The loader_config Module

Domain Loader Configurator

Intended to configure loading of a single or a set of column-formatted files into NSAPH PostgreSQL Database. Input (aka source) files can be either in FST or in CSV format

Configurator assumes that the database schema is defined as a YAML or JSON file. A separate tool is available to introspect source files and infer possible database schema.

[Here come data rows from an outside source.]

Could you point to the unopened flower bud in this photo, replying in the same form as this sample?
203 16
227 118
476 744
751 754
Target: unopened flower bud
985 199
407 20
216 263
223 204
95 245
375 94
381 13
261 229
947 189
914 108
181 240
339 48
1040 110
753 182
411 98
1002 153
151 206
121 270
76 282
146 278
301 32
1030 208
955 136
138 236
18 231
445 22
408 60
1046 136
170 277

class Parallelization(value)[source]

An enumeration.

lines = 'lines'
files = 'files'
none = 'none'
class DataLoaderAction(value)[source]

An enumeration.

drop = 'drop'
load = 'load'
insert = 'insert'
print = 'print'
classmethod new(value: str)[source]
class LoaderConfig(doc)[source]

Configurator class for data loader

Creates a new object

Parameters:
  • subclass – A concrete class containing configuration information Configuration options must be defined as class memebers with names, starting with one ‘_’ characters and values be instances of :class Argument:

  • description – Optional text to use as description. If not specified, then it is extracted from subclass documentation

action: Optional[DataLoaderAction]

If this option is given, then the whole domain schema will be dropped

data

Path to a data file or directory. Can be a single CSV, gzipped CSV or FST file or a directory recursively containing CSV files. Can also be a tar, tar.gz (or tgz) or zip archive containing CSV files

reset

Force recreating table(s) if it/they already exist

page

Explicit page size for the database

log

Explicit interval for logging

limit

Load at most specified number of records

buffer

Buffer size for converting fst files

threads

Number of threads writing into the database

parallelization

Type of parallelization, if any

pattern

pattern for files in a directory or an archive, e.g., “**/maxdata_*_ps_*.csv”

incremental

Commit every file and skip over files that have already been ingested

sloppy

Do not update existing tables and views

validate(attr, value)[source]

Subclasses can override this method to implement custom handling of command line arguments

Parameters:
  • attr – Command line argument name

  • value – Value returned by argparse

Returns:

value to use